Jewish Cartoonist Georges Wolinski Among the Dead in Paris Terrorist Attack
Todays terrorist attack in Paris on the editorial offices of the satirical magazine has left a reported twelve people dead. Among the deceased is the 80-year-old French-Jewish Georges Wolinski cartoonist who was the subject of his wife Maryse Wolinskis 2012 memoir, George, If You Only Knew.
According to Benjamin Ivry, writing for the Forward on January 4, 2012, Wolinski was born in Tunis to Lola Bembaron, a Tunisian Jew, and Siegfried Wolinski, a Polish Jew. The latter, fleeing Europes pogroms, settled in Tunisia to open a wrought iron manufacturing business. In 1936 Siegfried Wolinski would be murdered by a disgruntled ex-employee, and although Georges was only a toddler at the time, he tells his wife today: The ghost of my father has haunted me all my life.

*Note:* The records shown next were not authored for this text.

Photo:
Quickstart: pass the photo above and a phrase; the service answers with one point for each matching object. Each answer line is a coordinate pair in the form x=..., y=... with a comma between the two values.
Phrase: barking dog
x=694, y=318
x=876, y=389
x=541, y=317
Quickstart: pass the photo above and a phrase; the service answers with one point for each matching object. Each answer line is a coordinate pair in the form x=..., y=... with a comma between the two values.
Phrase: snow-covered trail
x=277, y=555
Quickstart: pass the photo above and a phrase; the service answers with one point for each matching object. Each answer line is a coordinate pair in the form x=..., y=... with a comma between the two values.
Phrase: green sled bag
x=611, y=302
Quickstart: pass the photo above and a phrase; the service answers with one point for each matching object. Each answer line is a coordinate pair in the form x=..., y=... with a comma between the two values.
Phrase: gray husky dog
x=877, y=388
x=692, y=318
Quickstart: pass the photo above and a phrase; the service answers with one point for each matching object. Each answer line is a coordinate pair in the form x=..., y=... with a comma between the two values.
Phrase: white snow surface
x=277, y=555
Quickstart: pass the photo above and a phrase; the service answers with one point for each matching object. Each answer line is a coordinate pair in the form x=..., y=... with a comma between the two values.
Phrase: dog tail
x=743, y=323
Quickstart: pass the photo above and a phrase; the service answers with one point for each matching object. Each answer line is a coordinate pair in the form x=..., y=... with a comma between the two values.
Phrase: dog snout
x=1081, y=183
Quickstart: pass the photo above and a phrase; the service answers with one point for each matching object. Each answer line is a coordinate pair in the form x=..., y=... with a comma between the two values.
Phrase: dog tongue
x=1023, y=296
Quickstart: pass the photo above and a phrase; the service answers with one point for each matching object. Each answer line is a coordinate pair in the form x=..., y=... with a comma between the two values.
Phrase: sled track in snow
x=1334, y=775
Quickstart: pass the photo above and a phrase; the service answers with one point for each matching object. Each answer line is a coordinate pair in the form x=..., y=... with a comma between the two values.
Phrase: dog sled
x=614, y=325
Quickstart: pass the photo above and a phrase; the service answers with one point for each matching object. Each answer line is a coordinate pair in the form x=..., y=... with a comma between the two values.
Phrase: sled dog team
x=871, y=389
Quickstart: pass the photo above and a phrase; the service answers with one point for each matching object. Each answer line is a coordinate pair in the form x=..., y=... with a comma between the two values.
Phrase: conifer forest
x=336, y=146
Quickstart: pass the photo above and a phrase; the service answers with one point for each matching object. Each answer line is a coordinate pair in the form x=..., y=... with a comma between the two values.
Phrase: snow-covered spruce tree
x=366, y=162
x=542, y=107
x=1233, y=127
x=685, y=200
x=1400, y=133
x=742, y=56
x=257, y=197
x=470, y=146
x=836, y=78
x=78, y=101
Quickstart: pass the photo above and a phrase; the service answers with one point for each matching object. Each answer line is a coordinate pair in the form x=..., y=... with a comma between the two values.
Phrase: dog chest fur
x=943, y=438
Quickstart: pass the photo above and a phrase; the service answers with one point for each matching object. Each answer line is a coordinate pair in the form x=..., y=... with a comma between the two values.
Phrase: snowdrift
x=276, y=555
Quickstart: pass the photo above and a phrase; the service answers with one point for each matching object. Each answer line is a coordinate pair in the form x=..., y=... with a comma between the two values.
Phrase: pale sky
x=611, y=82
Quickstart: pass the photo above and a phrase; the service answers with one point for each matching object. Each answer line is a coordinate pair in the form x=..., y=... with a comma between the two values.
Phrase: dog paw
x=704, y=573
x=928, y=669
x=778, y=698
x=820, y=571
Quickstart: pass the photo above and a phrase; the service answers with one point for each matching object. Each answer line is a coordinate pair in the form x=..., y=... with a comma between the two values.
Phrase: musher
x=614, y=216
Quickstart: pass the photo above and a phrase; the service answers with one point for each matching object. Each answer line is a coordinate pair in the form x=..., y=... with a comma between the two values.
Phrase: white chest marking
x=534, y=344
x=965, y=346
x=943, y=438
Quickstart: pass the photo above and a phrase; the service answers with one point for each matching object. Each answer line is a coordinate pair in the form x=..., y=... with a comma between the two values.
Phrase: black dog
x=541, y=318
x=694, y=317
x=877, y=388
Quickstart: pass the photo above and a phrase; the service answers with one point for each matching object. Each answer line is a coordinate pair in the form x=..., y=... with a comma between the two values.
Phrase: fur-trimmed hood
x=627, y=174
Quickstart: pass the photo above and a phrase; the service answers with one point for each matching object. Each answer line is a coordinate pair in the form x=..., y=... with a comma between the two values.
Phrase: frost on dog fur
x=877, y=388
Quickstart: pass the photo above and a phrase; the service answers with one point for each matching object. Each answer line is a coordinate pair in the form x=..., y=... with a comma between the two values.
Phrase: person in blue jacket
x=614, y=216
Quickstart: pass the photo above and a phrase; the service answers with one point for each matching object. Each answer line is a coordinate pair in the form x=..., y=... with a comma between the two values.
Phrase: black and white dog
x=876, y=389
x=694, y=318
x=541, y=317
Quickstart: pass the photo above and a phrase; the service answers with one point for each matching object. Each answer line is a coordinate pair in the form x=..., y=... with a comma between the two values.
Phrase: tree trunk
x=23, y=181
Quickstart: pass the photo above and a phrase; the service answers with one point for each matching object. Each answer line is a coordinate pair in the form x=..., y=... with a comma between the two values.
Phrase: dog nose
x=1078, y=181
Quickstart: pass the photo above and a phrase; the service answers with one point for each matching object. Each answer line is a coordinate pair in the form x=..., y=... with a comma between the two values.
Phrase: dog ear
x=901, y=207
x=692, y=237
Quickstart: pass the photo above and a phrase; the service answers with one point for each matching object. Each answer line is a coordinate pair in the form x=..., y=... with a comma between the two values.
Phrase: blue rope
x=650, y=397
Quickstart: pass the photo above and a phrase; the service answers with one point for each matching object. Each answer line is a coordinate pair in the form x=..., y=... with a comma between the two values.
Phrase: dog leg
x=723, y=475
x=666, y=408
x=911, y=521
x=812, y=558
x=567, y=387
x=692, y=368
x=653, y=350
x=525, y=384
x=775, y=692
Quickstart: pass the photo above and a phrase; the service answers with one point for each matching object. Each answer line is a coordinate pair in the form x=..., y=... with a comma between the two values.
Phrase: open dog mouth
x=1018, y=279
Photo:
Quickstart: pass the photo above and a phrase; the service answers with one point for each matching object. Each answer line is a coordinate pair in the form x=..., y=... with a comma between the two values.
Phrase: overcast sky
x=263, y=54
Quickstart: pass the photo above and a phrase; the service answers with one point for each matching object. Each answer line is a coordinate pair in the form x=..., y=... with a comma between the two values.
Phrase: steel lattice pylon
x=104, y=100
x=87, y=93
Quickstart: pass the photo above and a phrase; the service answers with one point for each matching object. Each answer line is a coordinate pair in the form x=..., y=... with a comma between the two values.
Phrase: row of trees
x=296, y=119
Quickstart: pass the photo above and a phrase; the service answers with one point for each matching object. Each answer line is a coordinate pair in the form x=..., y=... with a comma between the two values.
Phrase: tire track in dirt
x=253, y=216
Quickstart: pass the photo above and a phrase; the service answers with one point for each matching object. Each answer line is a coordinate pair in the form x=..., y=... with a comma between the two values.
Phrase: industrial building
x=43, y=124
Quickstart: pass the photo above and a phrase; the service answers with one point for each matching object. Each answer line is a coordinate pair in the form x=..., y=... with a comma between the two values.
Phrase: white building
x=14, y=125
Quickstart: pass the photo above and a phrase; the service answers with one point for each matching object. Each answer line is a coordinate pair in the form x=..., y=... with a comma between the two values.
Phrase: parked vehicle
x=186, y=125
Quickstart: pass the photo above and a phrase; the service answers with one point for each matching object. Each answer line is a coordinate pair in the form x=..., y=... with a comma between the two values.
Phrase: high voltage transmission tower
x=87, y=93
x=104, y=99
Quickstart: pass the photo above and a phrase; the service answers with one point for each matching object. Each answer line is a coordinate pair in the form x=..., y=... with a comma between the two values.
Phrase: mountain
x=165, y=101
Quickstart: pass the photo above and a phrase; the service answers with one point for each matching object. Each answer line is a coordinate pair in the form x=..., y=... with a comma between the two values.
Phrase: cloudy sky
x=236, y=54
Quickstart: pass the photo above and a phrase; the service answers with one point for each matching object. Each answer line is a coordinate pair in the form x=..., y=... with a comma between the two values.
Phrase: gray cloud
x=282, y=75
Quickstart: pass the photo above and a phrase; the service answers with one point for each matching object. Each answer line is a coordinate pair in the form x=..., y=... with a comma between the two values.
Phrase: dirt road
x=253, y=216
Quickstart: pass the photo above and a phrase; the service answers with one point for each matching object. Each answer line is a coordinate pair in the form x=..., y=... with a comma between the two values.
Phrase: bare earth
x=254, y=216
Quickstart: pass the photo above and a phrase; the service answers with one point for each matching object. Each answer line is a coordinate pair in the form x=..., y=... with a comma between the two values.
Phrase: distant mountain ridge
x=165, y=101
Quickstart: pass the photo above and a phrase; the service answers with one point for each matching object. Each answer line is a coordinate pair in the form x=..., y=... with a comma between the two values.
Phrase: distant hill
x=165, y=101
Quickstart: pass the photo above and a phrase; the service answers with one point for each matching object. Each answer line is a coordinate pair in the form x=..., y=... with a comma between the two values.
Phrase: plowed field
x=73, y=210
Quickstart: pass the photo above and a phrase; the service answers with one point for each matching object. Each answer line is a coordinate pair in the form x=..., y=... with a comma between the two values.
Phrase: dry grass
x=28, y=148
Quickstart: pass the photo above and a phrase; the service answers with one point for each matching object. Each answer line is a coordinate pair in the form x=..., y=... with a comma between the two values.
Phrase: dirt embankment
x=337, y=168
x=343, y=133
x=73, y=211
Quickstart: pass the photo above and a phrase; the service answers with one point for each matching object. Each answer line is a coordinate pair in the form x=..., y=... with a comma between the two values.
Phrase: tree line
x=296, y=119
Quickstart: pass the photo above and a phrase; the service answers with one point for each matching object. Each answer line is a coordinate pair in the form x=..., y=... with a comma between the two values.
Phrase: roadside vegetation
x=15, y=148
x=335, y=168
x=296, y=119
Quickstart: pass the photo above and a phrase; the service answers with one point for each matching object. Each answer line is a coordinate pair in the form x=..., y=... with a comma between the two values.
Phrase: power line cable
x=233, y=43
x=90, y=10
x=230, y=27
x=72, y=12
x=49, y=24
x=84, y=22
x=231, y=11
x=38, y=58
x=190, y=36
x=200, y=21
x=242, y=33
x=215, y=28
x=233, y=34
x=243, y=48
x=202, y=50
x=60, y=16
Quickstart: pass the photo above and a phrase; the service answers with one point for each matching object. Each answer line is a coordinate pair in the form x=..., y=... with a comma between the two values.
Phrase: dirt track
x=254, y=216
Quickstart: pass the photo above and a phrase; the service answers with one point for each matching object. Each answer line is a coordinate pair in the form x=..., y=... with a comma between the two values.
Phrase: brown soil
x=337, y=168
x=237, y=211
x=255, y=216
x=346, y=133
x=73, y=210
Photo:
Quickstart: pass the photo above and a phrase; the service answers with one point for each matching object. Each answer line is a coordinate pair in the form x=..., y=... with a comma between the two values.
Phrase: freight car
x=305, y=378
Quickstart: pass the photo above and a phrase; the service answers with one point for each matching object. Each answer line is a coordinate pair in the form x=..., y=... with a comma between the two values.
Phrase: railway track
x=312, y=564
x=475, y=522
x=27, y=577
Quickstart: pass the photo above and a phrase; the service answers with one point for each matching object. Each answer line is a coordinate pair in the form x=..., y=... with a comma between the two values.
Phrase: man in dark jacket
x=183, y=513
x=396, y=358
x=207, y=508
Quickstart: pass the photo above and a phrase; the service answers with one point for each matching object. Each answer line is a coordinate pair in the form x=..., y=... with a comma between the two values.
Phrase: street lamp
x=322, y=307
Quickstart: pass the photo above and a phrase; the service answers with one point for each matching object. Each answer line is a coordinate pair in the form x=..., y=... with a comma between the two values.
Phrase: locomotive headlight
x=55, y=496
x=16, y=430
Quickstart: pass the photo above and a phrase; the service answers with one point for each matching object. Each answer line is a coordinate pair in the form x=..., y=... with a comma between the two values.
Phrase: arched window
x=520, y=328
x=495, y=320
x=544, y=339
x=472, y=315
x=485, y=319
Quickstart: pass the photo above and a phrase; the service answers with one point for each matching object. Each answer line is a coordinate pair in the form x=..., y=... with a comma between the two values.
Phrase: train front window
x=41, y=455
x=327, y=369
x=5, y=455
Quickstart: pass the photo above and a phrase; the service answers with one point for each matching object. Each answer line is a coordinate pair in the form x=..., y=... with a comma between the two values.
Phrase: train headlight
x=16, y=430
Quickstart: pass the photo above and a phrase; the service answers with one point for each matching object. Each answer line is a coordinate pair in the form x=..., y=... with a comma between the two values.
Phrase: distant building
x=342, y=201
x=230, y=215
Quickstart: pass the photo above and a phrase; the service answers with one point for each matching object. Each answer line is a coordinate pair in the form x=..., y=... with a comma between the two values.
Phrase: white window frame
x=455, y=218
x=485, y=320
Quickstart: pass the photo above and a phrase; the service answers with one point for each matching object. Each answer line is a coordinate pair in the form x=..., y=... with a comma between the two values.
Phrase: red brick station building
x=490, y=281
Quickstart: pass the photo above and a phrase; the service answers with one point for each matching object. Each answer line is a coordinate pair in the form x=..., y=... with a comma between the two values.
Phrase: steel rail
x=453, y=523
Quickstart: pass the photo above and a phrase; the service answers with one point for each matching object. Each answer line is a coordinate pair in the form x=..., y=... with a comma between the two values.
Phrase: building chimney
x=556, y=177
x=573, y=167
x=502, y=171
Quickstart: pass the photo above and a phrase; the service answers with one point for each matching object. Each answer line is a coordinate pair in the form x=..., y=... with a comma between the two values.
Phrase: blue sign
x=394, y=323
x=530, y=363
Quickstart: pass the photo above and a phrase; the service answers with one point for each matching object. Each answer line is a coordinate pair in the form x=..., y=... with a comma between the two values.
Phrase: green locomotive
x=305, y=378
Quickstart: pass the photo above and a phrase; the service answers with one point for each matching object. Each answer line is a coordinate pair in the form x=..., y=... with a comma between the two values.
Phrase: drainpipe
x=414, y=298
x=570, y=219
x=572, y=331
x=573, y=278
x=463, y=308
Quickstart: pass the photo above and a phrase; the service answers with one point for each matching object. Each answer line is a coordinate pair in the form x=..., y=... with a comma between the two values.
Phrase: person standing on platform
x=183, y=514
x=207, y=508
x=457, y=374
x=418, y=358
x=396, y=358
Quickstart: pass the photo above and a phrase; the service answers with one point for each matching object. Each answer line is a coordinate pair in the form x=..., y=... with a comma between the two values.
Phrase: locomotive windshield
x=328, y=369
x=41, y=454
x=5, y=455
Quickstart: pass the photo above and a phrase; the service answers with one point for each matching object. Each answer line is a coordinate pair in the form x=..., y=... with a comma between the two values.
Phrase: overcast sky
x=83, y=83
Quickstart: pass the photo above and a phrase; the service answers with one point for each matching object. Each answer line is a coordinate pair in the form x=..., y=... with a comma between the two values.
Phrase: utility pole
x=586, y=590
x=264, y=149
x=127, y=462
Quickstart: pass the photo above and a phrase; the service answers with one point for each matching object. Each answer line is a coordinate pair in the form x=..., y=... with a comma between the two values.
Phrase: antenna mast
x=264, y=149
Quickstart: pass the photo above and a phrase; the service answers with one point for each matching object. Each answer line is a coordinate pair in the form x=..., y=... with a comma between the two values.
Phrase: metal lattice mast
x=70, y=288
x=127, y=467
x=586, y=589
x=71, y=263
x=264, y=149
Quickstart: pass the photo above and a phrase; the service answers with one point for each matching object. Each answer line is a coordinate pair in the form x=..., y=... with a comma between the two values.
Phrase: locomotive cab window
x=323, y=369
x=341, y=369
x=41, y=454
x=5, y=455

The younger Wolinski later sought solace in the Tunis pastry shop, Chez les nègres, owned by his maternal grandfather; he also ogled the citys less family-friendly prostitutes quarter Sid Abdel Aguèche. In 1946, his surviving family moved to France, where Wolinski graduated from art school. Stationed during his French military service in Reggane, Algeria, a remote town in the Sahara Desert, Wolinski there admired poster art by the French artist of Polish Jewish origin Roland Topor, advertising a satirical magazine, Hara-Kiri.